How would I select just ONE for each repeated category. I only want a list of categories.

I know I could use PHP and foreach to filter out any excess rows with the same category, but that’s dirty.

Something like

select `Category` from `people` limit 1 per `Category`

Even though that makes no sense in terms of MySQL grammar.

It should return:


Row 1: Small
Row 2: Big
Row 3: Huge

Thanks.

One way is:


SELECT DISTINCT Category
FROM Products

The MySQL Forum has experts who can advise on other appropriate ways too.

For example, the 2nd-normal form of database normalisation requires that you have a separate table called Category that contains only those distinct types.

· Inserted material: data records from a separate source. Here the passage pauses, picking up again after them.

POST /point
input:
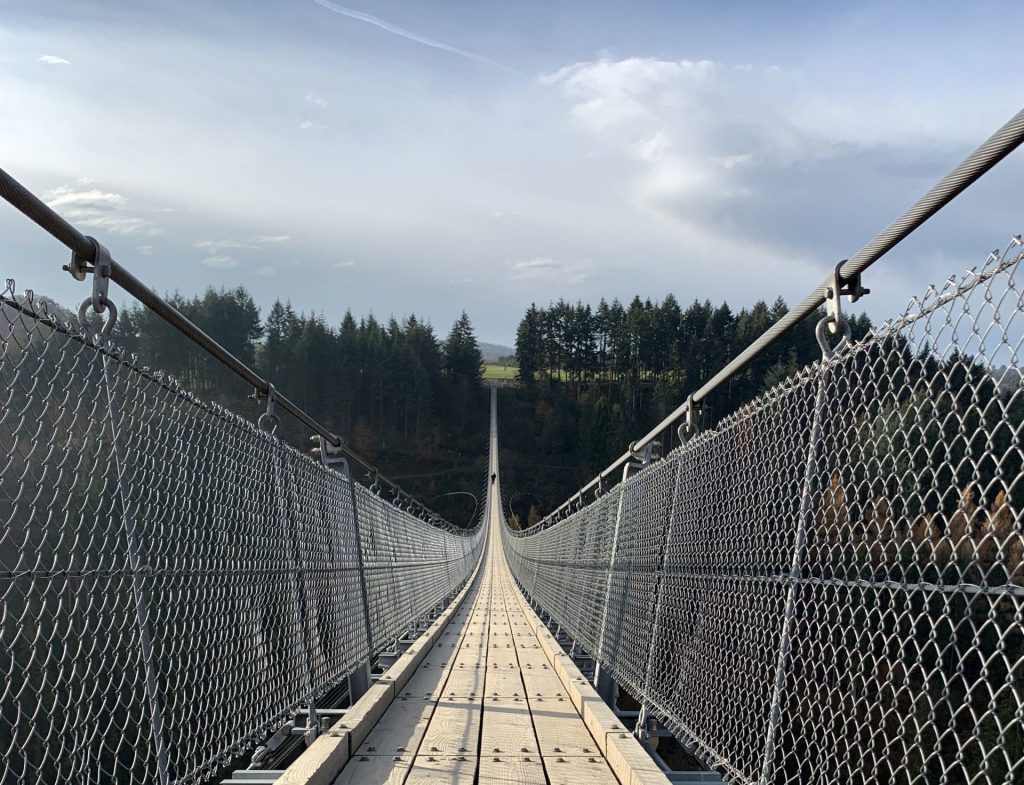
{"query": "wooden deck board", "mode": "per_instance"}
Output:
(508, 728)
(486, 706)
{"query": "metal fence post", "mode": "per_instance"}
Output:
(131, 539)
(658, 585)
(299, 579)
(358, 680)
(804, 522)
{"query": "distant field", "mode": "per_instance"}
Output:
(493, 371)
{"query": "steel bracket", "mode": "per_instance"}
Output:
(837, 288)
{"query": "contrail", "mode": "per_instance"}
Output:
(379, 23)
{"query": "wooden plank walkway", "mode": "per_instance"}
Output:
(493, 701)
(493, 711)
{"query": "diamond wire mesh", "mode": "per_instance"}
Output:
(170, 571)
(828, 585)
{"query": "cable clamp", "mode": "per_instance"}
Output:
(268, 421)
(838, 287)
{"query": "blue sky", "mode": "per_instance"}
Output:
(400, 157)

Then, your table of guys boys and girls would have a CategoryId field instead, which contains the numeric identifier of the Category itself.


CATEGORY
+------------
| Id | Name  |
+------------
| 1  | Small |
| 2  | Big   |
| 3  | Huge  |
+------------

PRODUCTS
+---------------------
| Name   | CategoryId |
+---------------------
| Guy 1  | 1          |
| Girl 1 | 1          |
| Boy 7  | 2          |
| Boy 9  | 3          |
+---------------------

Thank you Much appreciated :slight_smile: !! And yes, I agree, however, it’s not my call. I’m working for a pre-made MySQL table on someone else’s website. If it were up to me I would do as you suggested.

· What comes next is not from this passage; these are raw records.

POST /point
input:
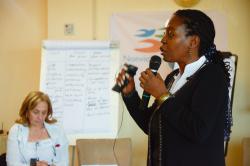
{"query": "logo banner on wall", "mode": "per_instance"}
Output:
(140, 33)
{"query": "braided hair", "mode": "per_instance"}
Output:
(198, 23)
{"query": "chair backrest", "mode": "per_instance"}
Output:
(104, 151)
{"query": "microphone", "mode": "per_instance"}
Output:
(154, 65)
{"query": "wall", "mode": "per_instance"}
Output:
(24, 23)
(23, 27)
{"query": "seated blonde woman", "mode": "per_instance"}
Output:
(35, 138)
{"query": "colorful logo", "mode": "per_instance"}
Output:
(151, 37)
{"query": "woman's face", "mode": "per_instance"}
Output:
(38, 115)
(175, 42)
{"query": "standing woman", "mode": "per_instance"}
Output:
(186, 123)
(35, 139)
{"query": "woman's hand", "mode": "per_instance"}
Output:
(152, 84)
(120, 81)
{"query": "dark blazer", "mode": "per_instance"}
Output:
(188, 128)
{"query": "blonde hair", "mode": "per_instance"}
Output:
(30, 102)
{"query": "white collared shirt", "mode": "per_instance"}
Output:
(189, 70)
(53, 150)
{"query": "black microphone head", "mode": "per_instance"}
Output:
(155, 62)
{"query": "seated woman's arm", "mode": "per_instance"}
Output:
(14, 157)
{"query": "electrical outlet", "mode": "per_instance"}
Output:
(69, 29)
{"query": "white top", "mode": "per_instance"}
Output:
(189, 70)
(54, 150)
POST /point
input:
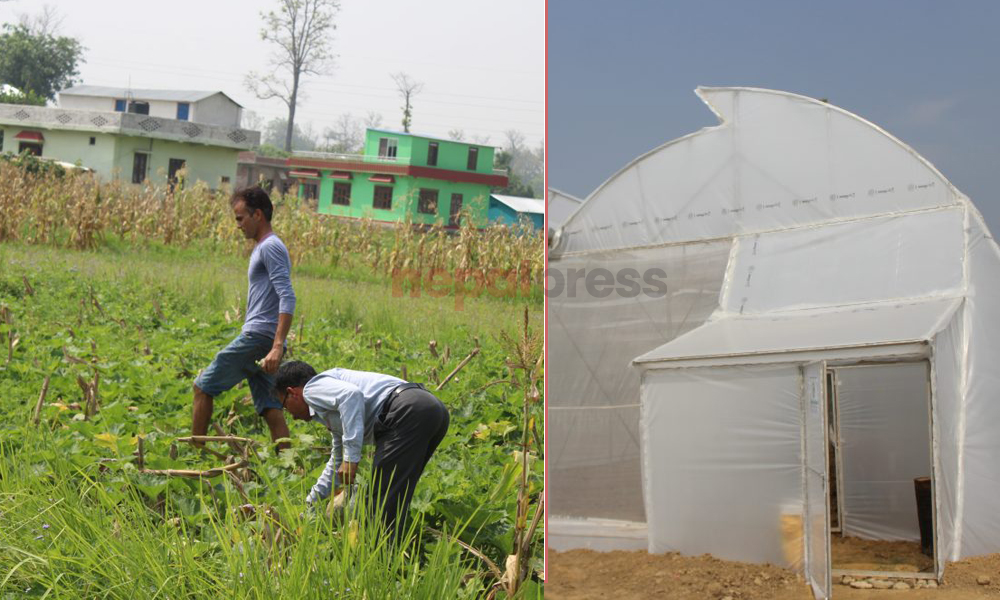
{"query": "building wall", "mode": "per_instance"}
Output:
(69, 146)
(217, 109)
(406, 193)
(157, 108)
(452, 155)
(87, 102)
(403, 149)
(501, 214)
(206, 163)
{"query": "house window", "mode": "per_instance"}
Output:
(383, 197)
(175, 164)
(139, 108)
(341, 193)
(31, 147)
(427, 204)
(387, 148)
(139, 167)
(456, 210)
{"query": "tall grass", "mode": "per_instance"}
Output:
(66, 532)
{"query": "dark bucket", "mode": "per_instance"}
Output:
(922, 488)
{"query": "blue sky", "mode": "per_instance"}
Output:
(621, 77)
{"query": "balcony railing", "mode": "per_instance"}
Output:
(367, 159)
(45, 117)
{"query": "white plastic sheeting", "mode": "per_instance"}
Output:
(817, 329)
(979, 450)
(884, 428)
(817, 508)
(593, 450)
(723, 462)
(946, 400)
(790, 233)
(888, 258)
(559, 206)
(776, 161)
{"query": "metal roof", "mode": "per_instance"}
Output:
(138, 94)
(431, 137)
(520, 204)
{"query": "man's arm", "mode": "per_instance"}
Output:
(279, 272)
(273, 358)
(329, 476)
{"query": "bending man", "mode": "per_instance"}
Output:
(270, 305)
(404, 421)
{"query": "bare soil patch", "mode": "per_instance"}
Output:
(871, 555)
(588, 575)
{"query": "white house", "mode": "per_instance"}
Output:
(213, 108)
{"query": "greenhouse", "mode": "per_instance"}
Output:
(798, 325)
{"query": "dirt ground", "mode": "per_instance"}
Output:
(587, 575)
(867, 555)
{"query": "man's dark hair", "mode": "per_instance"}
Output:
(255, 198)
(293, 374)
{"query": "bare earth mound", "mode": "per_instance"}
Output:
(586, 575)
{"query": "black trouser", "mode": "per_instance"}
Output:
(407, 432)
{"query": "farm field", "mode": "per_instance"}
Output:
(115, 336)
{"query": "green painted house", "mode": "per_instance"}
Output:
(400, 175)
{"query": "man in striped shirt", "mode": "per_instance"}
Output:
(256, 352)
(404, 421)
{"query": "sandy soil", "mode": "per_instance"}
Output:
(867, 555)
(586, 575)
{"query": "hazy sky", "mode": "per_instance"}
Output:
(482, 64)
(622, 75)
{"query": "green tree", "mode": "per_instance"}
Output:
(11, 97)
(41, 63)
(525, 166)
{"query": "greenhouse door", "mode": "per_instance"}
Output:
(884, 428)
(816, 516)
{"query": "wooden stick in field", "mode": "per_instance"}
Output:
(190, 474)
(461, 365)
(41, 400)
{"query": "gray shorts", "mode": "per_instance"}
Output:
(238, 361)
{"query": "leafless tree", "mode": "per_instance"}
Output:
(300, 30)
(344, 136)
(251, 120)
(408, 88)
(48, 22)
(373, 120)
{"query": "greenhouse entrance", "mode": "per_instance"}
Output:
(878, 430)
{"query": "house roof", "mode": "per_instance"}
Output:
(430, 137)
(520, 204)
(816, 329)
(139, 94)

sorry, paul, but that’s not true

2NF does not require creating a separate table, and in particular, it does ~not~ mandate the use of a surrogate key

from the wikipedia article:

Specifically: a 1NF table is in 2NF if and only if, given any candidate key and any attribute that is not a constituent of a candidate key, the non-key attribute depends upon the whole of the candidate key rather than just a part of it.
applied to this example, it means that with Name as the key, and Category as the non-key attribute, the value of the Category column in any given row is determined entirely by the value in the Name column

turned around, it says that if i have this table, and you tell me the value of any name (which, since it’s a key, must be unique), therefore i can tell you unequivocably what the value of the category for that name is

again, it’s important to remember that the normal forms in data modelling are completely silent on the use of numeric ids as keys

don’t let anyone tell you that you have to use a numeric id to conform to any normal form

Thank you for coming on. I should avoid making posts such as these while distracted.

Edit:

Actually, which one is it where duplicate entries, such as the category, are separated out to help prevent duplication?

this is, sadly, a common misconception

you are referring to replacing the category name with a numeric id, right?

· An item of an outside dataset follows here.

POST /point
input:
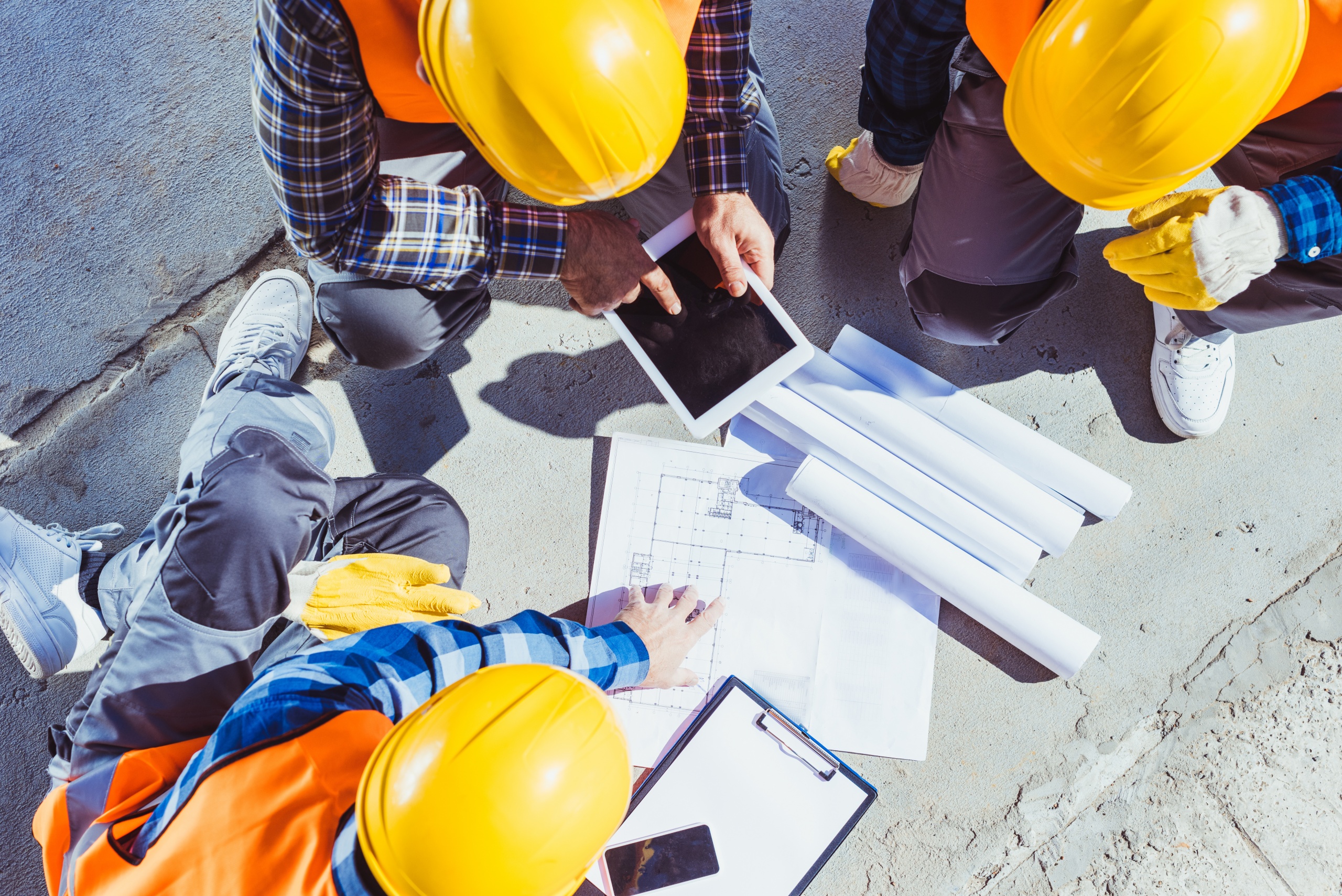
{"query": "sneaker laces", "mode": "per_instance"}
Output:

this does ~not~ prevent duplication

there are just as many duplications of the numbers that replace the other values, as there were duplications of the other values

think about it :slight_smile:

I may need to phrase this differently then.

What are the main benefits that may be enjoyed by making use of a primary key / foreign key relationship with for example, a Category table.

the main benefit is data integrity

note that you can achieve this without a numeric key just as easily – in fact, a bit more easily

That sounds interesting. What resource would recommend for someone wanting to learn more about how to achieve this?

any tutorial which discusses primary and foreign keys

e.g. http://en.wikipedia.org/wiki/Foreign_key